Year of publication is often evaluated as a potential moderator of effect sizes (Cooper et al. 2009, p. 25). Across a range of years, effect sizes may alter due to time-dependent cohort effects such as changes in measurement methods, demographic trends or major societal events which have the potential to influence sample characteristics and sensitivity of effect size calculation (Cooper et al. 2009, p. 463). Coding and evaluating publication year as a potential moderator of heritability can point to areas of influence such as cohort effects within the current synthesis. Another potential moderator of etiological influences on reading comprehension is age. Several previous longitudinal studies have found evidence for the increase of genetic influences, and decrease of shared environmental influences, on reading comprehension across childhood and adolescence (Byrne et al. 2009; Logan et al. 2013). These developmental changes may be due to the activation of new genes which influence reading comprehension and/or due to active gene-environment correlations where individuals select into environments more suitable for the promotion of reading comprehension skills as they mature (Haworth et al. 2010). By examining age (and grade) as a potential moderator in the present study, we are able to test whether the increase of heritability (and decrease of shared environmental influences) found in specific studies in the literature holds across many studies representing a large range of sample characteristics and developmental time points.
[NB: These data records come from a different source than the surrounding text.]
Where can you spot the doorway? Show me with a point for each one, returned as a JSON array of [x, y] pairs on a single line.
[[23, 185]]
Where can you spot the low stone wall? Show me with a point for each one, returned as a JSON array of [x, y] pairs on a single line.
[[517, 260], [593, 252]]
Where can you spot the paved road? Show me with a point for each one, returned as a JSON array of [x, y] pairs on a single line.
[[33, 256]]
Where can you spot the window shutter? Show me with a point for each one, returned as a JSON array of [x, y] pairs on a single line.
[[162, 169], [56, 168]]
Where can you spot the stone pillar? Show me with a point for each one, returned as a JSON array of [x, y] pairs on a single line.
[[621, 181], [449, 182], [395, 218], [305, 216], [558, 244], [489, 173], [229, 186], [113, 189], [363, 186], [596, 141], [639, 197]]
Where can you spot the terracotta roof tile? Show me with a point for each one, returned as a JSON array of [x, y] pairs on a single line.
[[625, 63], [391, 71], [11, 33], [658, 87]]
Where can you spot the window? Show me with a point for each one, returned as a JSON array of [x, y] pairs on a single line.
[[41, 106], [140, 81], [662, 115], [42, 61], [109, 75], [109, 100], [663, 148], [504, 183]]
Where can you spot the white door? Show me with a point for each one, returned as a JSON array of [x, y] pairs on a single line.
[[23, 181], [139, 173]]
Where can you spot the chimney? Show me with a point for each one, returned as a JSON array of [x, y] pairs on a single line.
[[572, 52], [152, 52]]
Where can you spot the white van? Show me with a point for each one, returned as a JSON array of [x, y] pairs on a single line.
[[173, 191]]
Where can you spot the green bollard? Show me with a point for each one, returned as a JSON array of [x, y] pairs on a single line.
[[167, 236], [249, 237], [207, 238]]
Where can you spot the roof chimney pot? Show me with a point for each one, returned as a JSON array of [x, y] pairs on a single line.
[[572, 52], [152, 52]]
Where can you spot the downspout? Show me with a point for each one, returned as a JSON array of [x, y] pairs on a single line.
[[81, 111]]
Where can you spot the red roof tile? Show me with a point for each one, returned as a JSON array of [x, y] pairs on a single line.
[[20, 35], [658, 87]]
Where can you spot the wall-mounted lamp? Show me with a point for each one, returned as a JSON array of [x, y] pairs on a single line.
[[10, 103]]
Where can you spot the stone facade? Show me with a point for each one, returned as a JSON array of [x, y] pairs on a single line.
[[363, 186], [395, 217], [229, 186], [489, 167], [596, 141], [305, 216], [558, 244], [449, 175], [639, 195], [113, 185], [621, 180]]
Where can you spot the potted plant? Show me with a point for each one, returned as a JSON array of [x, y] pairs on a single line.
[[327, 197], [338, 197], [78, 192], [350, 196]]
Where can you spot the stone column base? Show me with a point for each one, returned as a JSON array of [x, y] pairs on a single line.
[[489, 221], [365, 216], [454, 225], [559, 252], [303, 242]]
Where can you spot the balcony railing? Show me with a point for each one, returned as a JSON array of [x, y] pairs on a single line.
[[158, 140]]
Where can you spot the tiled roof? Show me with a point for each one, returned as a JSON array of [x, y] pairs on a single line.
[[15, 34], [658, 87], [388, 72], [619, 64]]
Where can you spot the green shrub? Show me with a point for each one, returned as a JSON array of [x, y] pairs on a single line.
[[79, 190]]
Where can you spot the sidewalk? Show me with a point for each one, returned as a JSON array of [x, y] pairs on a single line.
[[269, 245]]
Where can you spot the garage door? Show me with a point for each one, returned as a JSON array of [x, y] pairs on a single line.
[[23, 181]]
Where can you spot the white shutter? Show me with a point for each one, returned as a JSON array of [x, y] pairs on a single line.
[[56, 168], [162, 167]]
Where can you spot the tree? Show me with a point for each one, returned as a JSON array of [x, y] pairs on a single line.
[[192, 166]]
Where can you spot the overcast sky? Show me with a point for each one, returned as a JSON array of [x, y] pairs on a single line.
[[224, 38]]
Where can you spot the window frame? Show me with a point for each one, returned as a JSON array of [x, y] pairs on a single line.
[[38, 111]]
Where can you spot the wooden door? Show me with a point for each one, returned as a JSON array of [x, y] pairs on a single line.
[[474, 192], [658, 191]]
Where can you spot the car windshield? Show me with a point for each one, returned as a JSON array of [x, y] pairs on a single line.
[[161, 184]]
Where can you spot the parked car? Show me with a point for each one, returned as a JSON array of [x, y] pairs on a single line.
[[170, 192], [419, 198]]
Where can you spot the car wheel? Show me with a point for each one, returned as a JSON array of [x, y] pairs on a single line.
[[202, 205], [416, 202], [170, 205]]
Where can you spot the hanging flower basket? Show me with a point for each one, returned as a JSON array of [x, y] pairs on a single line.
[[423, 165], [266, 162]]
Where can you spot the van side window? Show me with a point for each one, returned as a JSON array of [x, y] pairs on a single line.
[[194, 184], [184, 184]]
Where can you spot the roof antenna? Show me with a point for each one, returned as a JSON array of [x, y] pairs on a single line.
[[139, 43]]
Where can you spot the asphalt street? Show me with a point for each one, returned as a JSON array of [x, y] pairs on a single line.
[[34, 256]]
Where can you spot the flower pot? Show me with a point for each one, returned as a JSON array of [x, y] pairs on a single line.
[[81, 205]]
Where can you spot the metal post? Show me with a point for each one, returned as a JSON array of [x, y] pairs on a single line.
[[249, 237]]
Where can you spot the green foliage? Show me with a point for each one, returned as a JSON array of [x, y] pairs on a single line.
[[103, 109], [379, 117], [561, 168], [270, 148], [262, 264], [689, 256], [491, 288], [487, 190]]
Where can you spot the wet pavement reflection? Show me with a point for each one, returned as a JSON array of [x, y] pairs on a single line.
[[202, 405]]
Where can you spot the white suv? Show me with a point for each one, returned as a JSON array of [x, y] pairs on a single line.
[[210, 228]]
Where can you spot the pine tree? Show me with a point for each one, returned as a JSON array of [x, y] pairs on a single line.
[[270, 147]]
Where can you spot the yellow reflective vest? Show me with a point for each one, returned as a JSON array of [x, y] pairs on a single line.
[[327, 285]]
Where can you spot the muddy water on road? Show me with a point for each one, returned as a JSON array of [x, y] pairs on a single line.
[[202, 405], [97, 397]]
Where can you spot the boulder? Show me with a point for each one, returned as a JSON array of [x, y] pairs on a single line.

Socioeconomic status (SES) is also a potential moderator of the etiological influences of reading comprehension as suggested by results of several studies (e.g. Hart et al. 2013a, b). The broader literature has often found that SES is a significant moderator of the heritability of general cognitive ability, with heritability increasing at higher levels of SES (e.g. Turkheimer et al. 2003). However, the results when looking at reading outcomes has been more mixed, with some work indicating no SES moderation on early reading skills (Tucker-Drob and Bates 2015), some finding increased heritability on reading outcomes at higher levels of SES (Friend et al. 2008) and others finding higher heritability estimates for reading comprehension at lower levels of SES (Hart et al. 2013a, b). Analyzing SES as a moderator of heritability estimates on reading comprehension across a large number of aggregated studies can serve to elucidate the general direction of influence and to clarify the inconsistencies within the literature. Moreover, social disorganization theory suggests many outcomes, including achievement, are influenced by shared values, social relationships, and the capability to achieve goals shared within the community (Bowen et al. 2002). Social disorganization has been found to be higher for neighborhoods with lower socioeconomic status, leading to increased residential turnover, lower social cohesion and control, higher rates of crime and delinquency as well as reduced access to human and physical resources (Bowen et al. 2002; Bumgarner and Brooks-Gunn 2013). In 2009, US Caucasian families held assets over 20 times greater than African American families on average (Killewald 2013) suggesting that predominantly Caucasian samples may be more likely to have higher average SES, and less potential for greater social disorganization and the associated negative influences. Due to the close relation between race and SES within the US, the racial composition participants was also included as a potential moderator within the current synthesis.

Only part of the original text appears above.